Ese trajín sin respiro entre muchedumbres que te ignoran, ese enclaustramiento en viviendas-celda donde oyes más a los vecinos que a tus propios hijos, esos aires envenenados por los humos tóxicos... se me hizo insufrible

Decidí que yo sería de los que volvería al pueblo. Fue un impulso poco racional, en contra de la corriente, donde ya se sabe «se pierde el pelo y el diente» pero más poderosos que los cantos de sirena de la urbe.

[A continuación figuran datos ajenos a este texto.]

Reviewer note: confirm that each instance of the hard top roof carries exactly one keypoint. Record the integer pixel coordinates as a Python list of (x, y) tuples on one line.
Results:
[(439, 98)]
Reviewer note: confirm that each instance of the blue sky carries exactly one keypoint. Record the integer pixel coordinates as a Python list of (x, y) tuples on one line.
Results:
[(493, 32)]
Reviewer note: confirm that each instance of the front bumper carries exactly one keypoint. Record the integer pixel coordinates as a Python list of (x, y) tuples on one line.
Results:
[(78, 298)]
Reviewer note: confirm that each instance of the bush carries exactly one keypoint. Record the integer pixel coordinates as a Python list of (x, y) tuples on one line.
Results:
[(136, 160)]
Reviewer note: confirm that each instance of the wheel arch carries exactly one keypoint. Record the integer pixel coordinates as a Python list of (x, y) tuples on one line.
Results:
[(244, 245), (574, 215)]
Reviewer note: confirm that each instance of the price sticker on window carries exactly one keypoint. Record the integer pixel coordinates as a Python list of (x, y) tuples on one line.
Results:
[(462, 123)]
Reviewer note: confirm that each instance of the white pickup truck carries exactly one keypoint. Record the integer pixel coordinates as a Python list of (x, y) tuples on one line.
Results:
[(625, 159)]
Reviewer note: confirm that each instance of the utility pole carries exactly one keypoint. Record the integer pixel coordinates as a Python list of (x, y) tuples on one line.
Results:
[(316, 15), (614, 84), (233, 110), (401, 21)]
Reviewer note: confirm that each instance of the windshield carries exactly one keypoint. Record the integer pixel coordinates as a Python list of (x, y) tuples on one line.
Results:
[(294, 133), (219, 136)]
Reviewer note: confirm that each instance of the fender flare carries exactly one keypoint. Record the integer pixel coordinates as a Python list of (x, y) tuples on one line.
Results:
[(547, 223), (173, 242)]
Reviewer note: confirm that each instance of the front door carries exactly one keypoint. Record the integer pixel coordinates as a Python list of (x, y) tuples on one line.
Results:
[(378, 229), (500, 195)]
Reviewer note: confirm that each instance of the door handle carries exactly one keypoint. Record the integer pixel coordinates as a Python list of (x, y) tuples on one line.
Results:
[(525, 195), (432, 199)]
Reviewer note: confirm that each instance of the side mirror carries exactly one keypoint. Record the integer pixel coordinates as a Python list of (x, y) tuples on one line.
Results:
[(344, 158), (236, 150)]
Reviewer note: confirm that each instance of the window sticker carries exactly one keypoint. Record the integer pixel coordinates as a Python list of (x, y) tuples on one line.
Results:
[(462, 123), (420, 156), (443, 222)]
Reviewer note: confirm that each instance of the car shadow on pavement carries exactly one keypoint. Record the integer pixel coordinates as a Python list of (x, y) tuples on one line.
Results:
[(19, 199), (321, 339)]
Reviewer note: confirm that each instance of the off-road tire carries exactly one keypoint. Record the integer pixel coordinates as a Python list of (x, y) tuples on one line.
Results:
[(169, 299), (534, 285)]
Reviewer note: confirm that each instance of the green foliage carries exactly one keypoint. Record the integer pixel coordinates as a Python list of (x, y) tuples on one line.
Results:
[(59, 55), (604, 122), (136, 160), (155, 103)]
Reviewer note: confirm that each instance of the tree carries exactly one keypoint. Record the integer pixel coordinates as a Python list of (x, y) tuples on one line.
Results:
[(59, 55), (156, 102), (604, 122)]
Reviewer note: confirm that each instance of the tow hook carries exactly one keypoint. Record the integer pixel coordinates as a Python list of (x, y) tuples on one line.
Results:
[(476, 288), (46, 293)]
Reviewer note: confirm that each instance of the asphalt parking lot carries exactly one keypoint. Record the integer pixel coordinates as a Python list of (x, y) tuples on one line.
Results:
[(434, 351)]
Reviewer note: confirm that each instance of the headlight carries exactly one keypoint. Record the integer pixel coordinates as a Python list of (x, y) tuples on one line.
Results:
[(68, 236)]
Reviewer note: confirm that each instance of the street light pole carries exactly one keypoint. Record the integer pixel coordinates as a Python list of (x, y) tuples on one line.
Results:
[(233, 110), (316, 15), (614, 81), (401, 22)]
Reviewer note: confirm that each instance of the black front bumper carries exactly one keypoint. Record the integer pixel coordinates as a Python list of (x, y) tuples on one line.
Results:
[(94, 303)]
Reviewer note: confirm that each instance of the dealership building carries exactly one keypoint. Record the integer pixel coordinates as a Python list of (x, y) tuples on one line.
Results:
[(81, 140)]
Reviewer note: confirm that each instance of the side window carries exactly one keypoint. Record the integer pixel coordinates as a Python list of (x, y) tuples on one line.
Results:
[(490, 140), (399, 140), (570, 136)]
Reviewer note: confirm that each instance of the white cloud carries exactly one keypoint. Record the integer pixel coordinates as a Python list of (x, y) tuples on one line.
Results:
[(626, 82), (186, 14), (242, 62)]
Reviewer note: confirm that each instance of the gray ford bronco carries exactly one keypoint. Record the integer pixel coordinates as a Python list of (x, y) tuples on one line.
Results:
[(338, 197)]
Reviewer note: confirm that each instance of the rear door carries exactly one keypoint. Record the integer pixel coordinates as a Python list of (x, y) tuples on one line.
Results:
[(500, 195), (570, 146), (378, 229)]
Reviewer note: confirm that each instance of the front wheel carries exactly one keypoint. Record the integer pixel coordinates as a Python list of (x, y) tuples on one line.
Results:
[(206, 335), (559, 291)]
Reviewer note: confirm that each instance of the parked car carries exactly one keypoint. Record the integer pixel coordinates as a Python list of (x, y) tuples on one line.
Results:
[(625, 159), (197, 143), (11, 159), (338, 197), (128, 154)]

Al final lo conseguí, no sin pagar un precio, eso sí, renunciar a hacer una familia porque las damas, ya se sabe, no soportan la aldea.

El mito del «ya volverán», de los hijos de la guerra se hace cada vez más débil

Las aldeas de ahora no son como la de Heidi, la vida en ellas es casi la misma que en la ciudad pero hay campo, hay monte, hay bosque, espacios abiertos donde ejercitar las piernas y ventilar la mente y donde los homo sapiens no abundan. Entretanto el éxodo a la ciudad se hincha sin cesar, y en los pueblos solo quedan los bisabuelos, algún ganadero o labrador que otro, los solteros y separados.. y los lelos. El mujerío no soporta la vida en el pueblo y arrastra a todos los maridos al pisito en la ciudad.

Con tristeza he visto cerrar, uno tras otro, los pocos locales de servicio público que había, las tiendas, los bares, las oficinas, las escuelas, los dispensarios. El mito del «ya volverán», de los hijos de la guerra se hace cada vez más débil y ahora, ya jubilado ahí sigo en el pueblo.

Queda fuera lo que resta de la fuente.